2.8 Multibyte Characters

MCMD handles multibyte characters such as Chinese characters in UTF-8 encoding. Other encodings such as SHIFT_JIS can be treated as multibyte characters, however, some functions may not work correctly. The following explains how MCMD process multibyte characters.

Kanji-code is processed as multibyte characters without conversion in order to increase the processing speed when using MCMD. However, character string search and string substitution functions may result in unexpected results depending on the encoding.

For example, "陰(shadow)" is represented as 0x8941 in SHIFT_JIS, the second byte of this character refers to "A" in single-byte characters. Thus, when “A” is substituted with “B”, "陰” will be converted to “隠 (hidden)” (0x8942). The UTF-8 uses an encoding system which could avoid problems with character substitution. Moreover, it is difficult to count the number of characters in strings containing multibyte characters and ASCII characters even in UTF-8.

This problem can be avoided by converting all characters including ASCII code to fixed length character, known as wide character (MCMD adopts 32-bit fixed length).

When converting wide characters, it is necessary to find out the encoding for multibyte characters in the environment variable LANG. Type the following at the command prompt to check the environment variable, .

$ echo $LANG
ja_JP.UTF-8

Some MCMD commands have built-in option (-W) to convert input data to wide characters before data processing. The list of commands which support the option is shown in Table 2.3. These commands pertain to search or replace functions, it is not necessary to use this option if encoding is set as UTF-8.

Table 2.3: List of commands with wide character conversion function

Command name	Function	Description
mchgstr	Substitution	-By specifying -W, the field data specified by f= is converted to wide characters internally.
mselstr	Search	In case of substring matching (-sub),
		the field data specified by f= is converted to wide characters internally.
msed	Substitution	By specifying -W, the field data specified by f= is converted to wide characters internally.
mtonull	Search	For substring matching (-sub),
		he field data specified by f= is converted to wide characters internally.

In addition, mcal and msel incorporated functions to handle wide characters (Table 2.4). For instance, the lengthw function counts the number of characters and computes the character position for data in UTF-8 encoding.

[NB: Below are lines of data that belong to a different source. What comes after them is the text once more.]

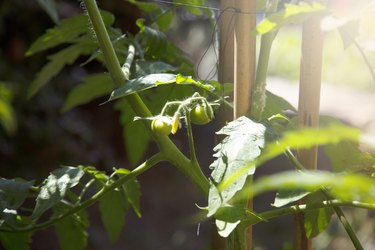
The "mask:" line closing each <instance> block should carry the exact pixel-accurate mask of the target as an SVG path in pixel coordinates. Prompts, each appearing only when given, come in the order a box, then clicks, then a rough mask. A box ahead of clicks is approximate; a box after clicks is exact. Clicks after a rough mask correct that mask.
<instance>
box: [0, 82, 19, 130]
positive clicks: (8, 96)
mask: <svg viewBox="0 0 375 250" xmlns="http://www.w3.org/2000/svg"><path fill="white" fill-rule="evenodd" d="M12 97H13V95H12V91H11V89H10V88H9V87H8V86H7V84H6V83H5V82H0V124H1V126H2V127H3V128H4V130H5V132H6V133H7V134H9V135H12V134H14V133H15V131H16V129H17V120H16V115H15V113H14V109H13V107H12V105H11V101H12Z"/></svg>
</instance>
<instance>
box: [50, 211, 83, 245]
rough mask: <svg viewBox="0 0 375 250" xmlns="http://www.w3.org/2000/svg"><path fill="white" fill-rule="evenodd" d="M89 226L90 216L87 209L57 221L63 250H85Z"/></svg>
mask: <svg viewBox="0 0 375 250" xmlns="http://www.w3.org/2000/svg"><path fill="white" fill-rule="evenodd" d="M88 226H89V222H88V216H87V213H86V211H85V210H81V211H80V212H79V213H76V214H73V215H71V216H68V217H66V218H64V219H62V220H60V221H58V222H57V223H55V230H56V233H57V237H58V240H59V245H60V249H62V250H71V249H76V250H83V249H86V247H87V239H88V233H87V231H86V228H87V227H88Z"/></svg>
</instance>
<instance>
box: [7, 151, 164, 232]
mask: <svg viewBox="0 0 375 250" xmlns="http://www.w3.org/2000/svg"><path fill="white" fill-rule="evenodd" d="M163 160H165V158H164V156H163V155H162V154H161V153H157V154H156V155H154V156H152V157H151V158H150V159H148V160H146V161H145V162H144V163H142V164H141V165H139V166H138V167H137V168H135V169H134V170H133V171H131V172H130V173H129V174H127V175H124V176H122V177H121V178H119V179H118V180H116V181H115V182H113V183H111V184H109V185H107V186H104V187H103V188H102V189H101V190H99V191H98V192H97V193H96V194H94V195H93V196H92V197H90V198H89V199H87V200H85V201H84V202H82V203H80V204H79V205H77V206H74V207H73V208H72V209H70V210H69V211H67V212H66V213H64V214H61V215H59V216H57V217H54V218H53V219H51V220H48V221H46V222H43V223H40V224H36V225H33V226H29V227H26V228H14V229H12V230H7V229H1V230H0V231H3V232H30V231H35V230H40V229H44V228H47V227H49V226H51V225H52V224H54V223H56V222H57V221H60V220H62V219H64V218H66V217H68V216H70V215H73V214H75V213H77V212H78V211H80V210H82V209H85V208H87V207H89V206H91V205H93V204H94V203H96V202H97V201H98V200H99V199H100V198H102V197H103V196H104V195H105V194H107V193H108V192H110V191H112V190H114V189H115V188H118V187H120V186H122V185H123V184H125V183H127V182H129V181H131V180H133V179H134V178H136V177H137V176H138V175H140V174H142V173H143V172H145V171H146V170H148V169H150V168H151V167H153V166H155V165H156V164H157V163H159V162H161V161H163Z"/></svg>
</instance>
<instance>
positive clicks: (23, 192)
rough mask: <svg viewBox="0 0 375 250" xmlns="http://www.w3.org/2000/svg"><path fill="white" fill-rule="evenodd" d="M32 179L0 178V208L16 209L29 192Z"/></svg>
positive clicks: (0, 208)
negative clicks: (31, 179) (29, 180)
mask: <svg viewBox="0 0 375 250" xmlns="http://www.w3.org/2000/svg"><path fill="white" fill-rule="evenodd" d="M33 184H34V181H21V180H8V179H4V178H0V210H1V212H2V211H3V210H4V209H5V208H7V209H17V208H19V207H20V206H21V205H22V203H23V202H24V201H25V199H26V198H27V196H28V194H29V188H30V187H31V186H32V185H33Z"/></svg>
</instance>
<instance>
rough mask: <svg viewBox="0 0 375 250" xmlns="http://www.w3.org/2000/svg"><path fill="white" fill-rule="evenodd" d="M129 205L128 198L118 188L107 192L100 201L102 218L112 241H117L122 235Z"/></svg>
mask: <svg viewBox="0 0 375 250" xmlns="http://www.w3.org/2000/svg"><path fill="white" fill-rule="evenodd" d="M128 207H129V204H128V202H127V200H126V198H125V197H124V195H123V193H122V192H121V191H118V190H114V191H112V192H110V193H108V194H106V195H105V196H104V197H103V198H102V199H101V200H100V201H99V208H100V213H101V218H102V221H103V224H104V228H105V230H106V232H107V235H108V238H109V241H110V242H111V243H114V242H116V240H117V239H118V237H119V236H120V233H121V230H122V228H123V227H124V225H125V214H126V210H127V209H128Z"/></svg>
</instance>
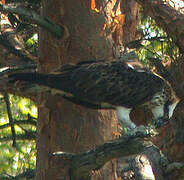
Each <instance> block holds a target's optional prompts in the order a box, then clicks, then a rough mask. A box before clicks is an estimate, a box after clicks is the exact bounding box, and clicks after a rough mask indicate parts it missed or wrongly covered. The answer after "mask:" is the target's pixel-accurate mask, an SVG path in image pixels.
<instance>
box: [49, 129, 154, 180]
mask: <svg viewBox="0 0 184 180" xmlns="http://www.w3.org/2000/svg"><path fill="white" fill-rule="evenodd" d="M147 136H148V134H145V133H143V132H139V133H135V134H134V133H133V134H132V135H127V136H125V137H123V138H121V139H118V140H114V141H111V142H107V143H105V144H103V145H101V146H99V147H97V148H96V149H92V150H90V151H87V152H83V153H80V154H76V155H75V154H70V153H65V152H55V153H53V154H52V160H53V161H57V163H58V161H62V162H63V161H66V162H67V163H69V164H70V173H71V177H72V179H75V180H78V179H86V178H87V177H88V176H89V174H90V172H91V171H92V170H98V169H100V168H101V167H102V166H103V165H104V164H105V163H106V162H108V161H109V160H111V159H113V158H118V157H125V156H130V155H134V154H138V153H141V152H143V151H144V150H145V149H146V148H148V147H154V145H153V144H152V143H151V142H150V141H145V140H143V139H140V137H147ZM62 162H61V163H62ZM66 162H65V163H66Z"/></svg>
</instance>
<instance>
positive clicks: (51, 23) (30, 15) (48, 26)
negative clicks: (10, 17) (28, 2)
mask: <svg viewBox="0 0 184 180" xmlns="http://www.w3.org/2000/svg"><path fill="white" fill-rule="evenodd" d="M0 11H1V12H5V13H13V14H17V15H19V16H22V17H24V19H25V20H27V21H29V22H31V23H33V24H37V25H39V26H40V27H42V28H44V29H46V30H48V31H49V32H51V33H52V34H53V35H55V36H56V37H57V38H62V39H64V38H66V36H68V33H67V30H66V27H64V26H59V25H57V24H55V23H54V22H52V21H51V20H50V19H49V18H47V17H42V16H40V15H38V14H37V13H35V12H34V11H33V10H31V9H25V8H21V7H17V6H15V5H2V4H0Z"/></svg>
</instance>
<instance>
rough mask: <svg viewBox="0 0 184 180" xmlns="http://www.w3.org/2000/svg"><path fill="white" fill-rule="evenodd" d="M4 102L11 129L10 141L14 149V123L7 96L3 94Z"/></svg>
mask: <svg viewBox="0 0 184 180" xmlns="http://www.w3.org/2000/svg"><path fill="white" fill-rule="evenodd" d="M4 100H5V103H6V109H7V113H8V119H9V124H10V127H11V133H12V141H13V144H12V145H13V147H16V133H15V127H14V121H13V117H12V112H11V107H10V100H9V95H8V94H7V93H4Z"/></svg>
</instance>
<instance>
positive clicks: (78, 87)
mask: <svg viewBox="0 0 184 180" xmlns="http://www.w3.org/2000/svg"><path fill="white" fill-rule="evenodd" d="M47 83H48V86H50V87H53V88H56V89H61V90H64V91H66V92H70V93H72V94H73V95H74V97H75V99H76V100H82V101H84V102H91V103H95V104H100V103H108V104H112V105H113V106H125V107H134V106H137V105H141V104H143V103H145V102H147V101H149V100H151V98H152V96H153V95H154V94H155V93H157V92H159V91H161V90H162V88H163V85H164V84H165V81H164V80H163V79H161V78H160V77H158V76H156V75H154V74H152V73H151V72H149V71H146V72H137V71H135V70H133V69H132V68H130V67H128V66H127V65H126V64H125V63H123V62H122V61H114V62H89V63H80V64H77V65H73V66H68V68H63V70H62V69H61V74H58V75H49V76H48V82H47Z"/></svg>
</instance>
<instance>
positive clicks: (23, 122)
mask: <svg viewBox="0 0 184 180" xmlns="http://www.w3.org/2000/svg"><path fill="white" fill-rule="evenodd" d="M14 124H16V125H26V124H30V125H33V126H36V121H34V120H18V121H14ZM8 127H10V123H7V124H3V125H1V126H0V129H4V128H8Z"/></svg>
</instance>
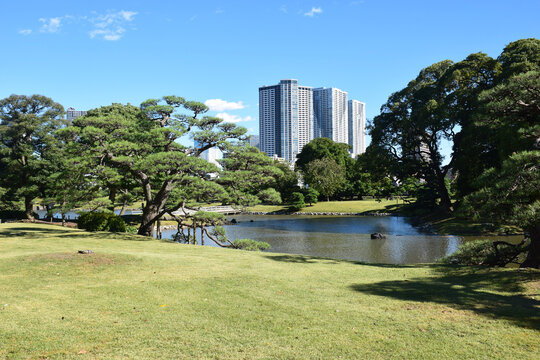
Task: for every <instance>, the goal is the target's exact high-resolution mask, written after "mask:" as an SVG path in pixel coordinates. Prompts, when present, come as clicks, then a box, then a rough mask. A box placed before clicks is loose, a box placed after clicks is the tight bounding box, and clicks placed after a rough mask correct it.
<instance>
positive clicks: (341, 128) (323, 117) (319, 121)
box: [313, 87, 349, 143]
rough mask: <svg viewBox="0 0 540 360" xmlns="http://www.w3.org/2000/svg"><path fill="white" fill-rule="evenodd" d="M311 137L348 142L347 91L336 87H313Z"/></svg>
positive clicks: (343, 142)
mask: <svg viewBox="0 0 540 360" xmlns="http://www.w3.org/2000/svg"><path fill="white" fill-rule="evenodd" d="M313 110H314V111H313V112H314V132H313V138H317V137H327V138H330V139H332V140H333V141H335V142H340V143H348V142H349V131H348V128H349V123H348V120H347V92H345V91H342V90H340V89H336V88H324V87H322V88H316V89H313Z"/></svg>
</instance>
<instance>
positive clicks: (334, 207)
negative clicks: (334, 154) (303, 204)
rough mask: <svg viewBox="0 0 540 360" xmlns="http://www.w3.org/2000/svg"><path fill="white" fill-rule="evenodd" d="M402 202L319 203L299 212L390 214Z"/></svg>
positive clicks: (261, 207) (267, 211) (341, 201)
mask: <svg viewBox="0 0 540 360" xmlns="http://www.w3.org/2000/svg"><path fill="white" fill-rule="evenodd" d="M400 205H403V201H402V200H399V201H398V200H381V201H380V202H379V201H377V200H352V201H321V202H318V203H317V204H313V206H306V207H305V208H303V209H302V210H301V211H299V212H343V213H353V214H357V213H364V212H366V213H367V212H392V211H396V209H397V208H399V206H400ZM286 209H287V207H286V206H280V205H256V206H253V207H250V208H248V209H247V210H248V211H264V212H271V211H281V210H286Z"/></svg>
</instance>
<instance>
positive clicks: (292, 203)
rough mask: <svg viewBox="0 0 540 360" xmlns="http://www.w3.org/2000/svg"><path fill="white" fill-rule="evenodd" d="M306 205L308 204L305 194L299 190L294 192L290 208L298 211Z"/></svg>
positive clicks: (291, 200) (300, 209)
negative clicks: (304, 197) (301, 192)
mask: <svg viewBox="0 0 540 360" xmlns="http://www.w3.org/2000/svg"><path fill="white" fill-rule="evenodd" d="M305 206H306V204H305V202H304V195H303V194H302V193H299V192H294V193H292V195H291V205H289V209H290V210H291V211H298V210H301V209H302V208H303V207H305Z"/></svg>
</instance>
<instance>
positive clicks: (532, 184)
mask: <svg viewBox="0 0 540 360" xmlns="http://www.w3.org/2000/svg"><path fill="white" fill-rule="evenodd" d="M478 182H479V183H481V184H483V186H484V187H483V188H482V189H481V190H479V191H477V192H475V193H473V194H471V195H469V196H467V197H466V198H465V199H464V203H463V207H462V209H461V211H462V212H463V213H465V214H468V215H471V216H472V217H473V218H474V219H476V220H482V219H489V220H490V221H491V222H495V223H498V224H515V225H517V226H520V227H522V228H524V229H534V228H535V227H536V226H537V225H538V223H539V222H540V151H526V152H521V153H517V154H514V155H512V156H511V157H510V158H508V159H507V160H506V161H505V162H504V163H503V165H502V168H501V169H500V170H498V169H495V168H492V169H490V170H488V171H486V172H485V173H484V174H483V175H482V176H481V177H480V178H479V179H478Z"/></svg>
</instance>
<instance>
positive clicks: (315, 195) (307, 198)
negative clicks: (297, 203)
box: [304, 188, 319, 205]
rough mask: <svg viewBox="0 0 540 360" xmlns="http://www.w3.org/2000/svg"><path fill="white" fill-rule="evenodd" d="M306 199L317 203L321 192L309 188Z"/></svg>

Table 2.4: List of mcal functions with wide character conversion function

Name of the function	Function	Details
lengthw	Number of characters	Convert target string to wide character before processing.
midw	Substring	Convert target string to wide character before processing.
rightw	Substring	Convert target string to wide character before processing.
leftw	Substring	Convert target string to wide character before processing.
regexsw	Match regular expression	Convert target string to wide character before processing.
regexmw	Match regular expression	Convert target string to wide character.
regexrepw	Substitute by regular expression	Convert target string to wide character.
regexlenw	Match length by regular expression	Convert target string to wide character.
regexposw	Match position by regular expression	Convert target string to wide character.
regexstrw	Substring match by regular expression	Convert target string to wide character.
regexpfxw	Prefix by regular expression	Convert target string to wide character.
regexsfxw	Suffix match by regular expression	Convert target string to wide character.

Take note of the following when handling wide-character.

Conversion to wide character involves overhead which sacrifices the processing speed.
Wide characters input data can be converted except for the field names.
File name with multibyte characters can be processed as it.